Fuqua v. Fuqua

Annotate this Case

104 So. 2d 925 (1958)

Ella Dean FUQUA v. Louis Arnold FUQUA.

6 Div. 271.

Supreme Court of Alabama.

September 11, 1958.

*926 Ferris S. Ritchey, Jr., and G. W. Nicholson, Birmingham, for appellant.

Whitmire, Morton & Coleman, Birmingham, for appellee.

SIMPSON, Justice.

This is an appeal by respondent (appellant) from a decree of the circuit court, in equity, overruling her demurrer to a bill of complaint. The bill seeks to take advantage of Act No. 390 of the Legislature, approved September 4, 1957 (Vol. 1 Acts of Alabama, Regular Session, p. 532), which, in pertinent parts, is as follows:

"Section 1. The circuit court in equity shall have the power to divorce persons from the bonds of matrimony in favor of either party where there has been a final decree of divorce from bed and board, or of separate maintenance, when such decree has been in force and effect for more than four years. The fact that the party against whom such action is brought may also have some ground for divorce shall not constitute any defense to any proceeding under this Act. "Section 2. This Act shall become effective immediately upon its passage and approval by the Governor, or upon its otherwise becoming a law; and the provisions of the Act shall be retroactive in its operation in all cases."

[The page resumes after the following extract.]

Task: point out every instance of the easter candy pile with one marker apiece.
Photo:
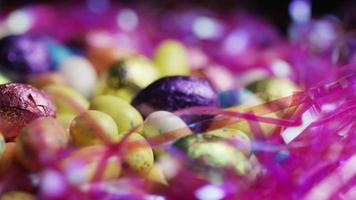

The bill alleges that this respondent previously had filed a bill in equity against the complainant, which terminated in a decree from bed and board, and which has been in force and effect for more than four years. The decree in favor of this respondent was rendered May 2, 1949. The Act in question was approved September 4, 1957, and hence would apply to appellee if its retroactive effect could withstand the attack made upon it by the appellant's demurrer. The Act distinctly so provides.

The power of the legislature over the marital status of residents of the state is of long standing, and is as complete as the power of the legislature over other *927 personal transactions. Therefore, unless there is some constitutional restraint that power is complete. Sills v. Sills, 246 Ala. 165, 19 So. 2d 521. It is not a contract whose obligation the Constitution protects.

The difficulty in most of the cases of this nature has been to determine whether the statute was intended by the legislature to apply retroactively. We do not have that difficulty here, as the terms of the Act are clear and unambiguous.

Whether a statute operates prospectively, or retrospectively or retroactively, is a matter of legislative intent. More specifically, statutes generally will be held to operate prospectively unless the purpose and intention of the legislature to give them a retrospective effect clearly appears. Where the language of the statute clearly requires retroactive construction it must be so construed even though it may be held to be unconstitutional. 82 C.J.S. Statutes ยง 414, pages 984-990.

Unquestionably the Act under consideration is remedial in character, and as such is favored by the courts and must be liberally construed to give its intended effect. And the Act must be made to apply to the status of the instant parties unless there is some constitutional barrier. Barrington v. Barrington, 200 Ala. 315, 76 So. 81, 87; Sills v. Sills, supra.

The decision in the Barrington case was by a divided court, but the opinion by both the majority and minority strongly indicated that the view then prevailing was that it was within legislative competency to enact retroactive legislation affecting the marital status, just so no vested rights were affected and both the majority and minority opinions conceded that the act there under consideration, which in legal effect is no different from the one here considered, violated no vested rights. The dissenting opinion of Mr. Justice McClellan stated that an act providing for grounds for divorce did not "violate any vested right, since, as is universally accepted, neither husband nor wife can have any vested right in the status of marriage". And Mr. Justice Somerville writing for the majority in responding to the view of Mr. Justice McClellan stated, "I further agree with Justice McClellan in the proposition that matrimonial rights are not vested rights in any technical or constitutional sense". We agree with the views there stated and must, and do, hold that no vested rights of appellant are affected by the Act.

Appellant contends that the statute destroys matrimonial rights already acquired, but this argument is unsound. Whatever rights appellant has acquired in the shape of past due maintenance will be unaffected by the granting of the divorce, and future rights are always subject to the control of the court when circumstances change.

Also untenable is the argument that the Act is unconstitutional because the defense of recrimination is abolished. Without conceding such to be the fact, a sufficient answer is that the legislature has complete authority in matters of divorce and may add to or take away any grounds it so desires.

The Louisiana case of Stallings v. Stallings, 177 La. 488, 148 So. 687, has much similarity to the case in hand. It was there held that no vested rights and no contract obligations were affected by giving the statute there under consideration retrospective operation.

It is our opinion that the Act is not subject to the criticism leveled at it by appellant and that the decree overruling the demurrer was correct.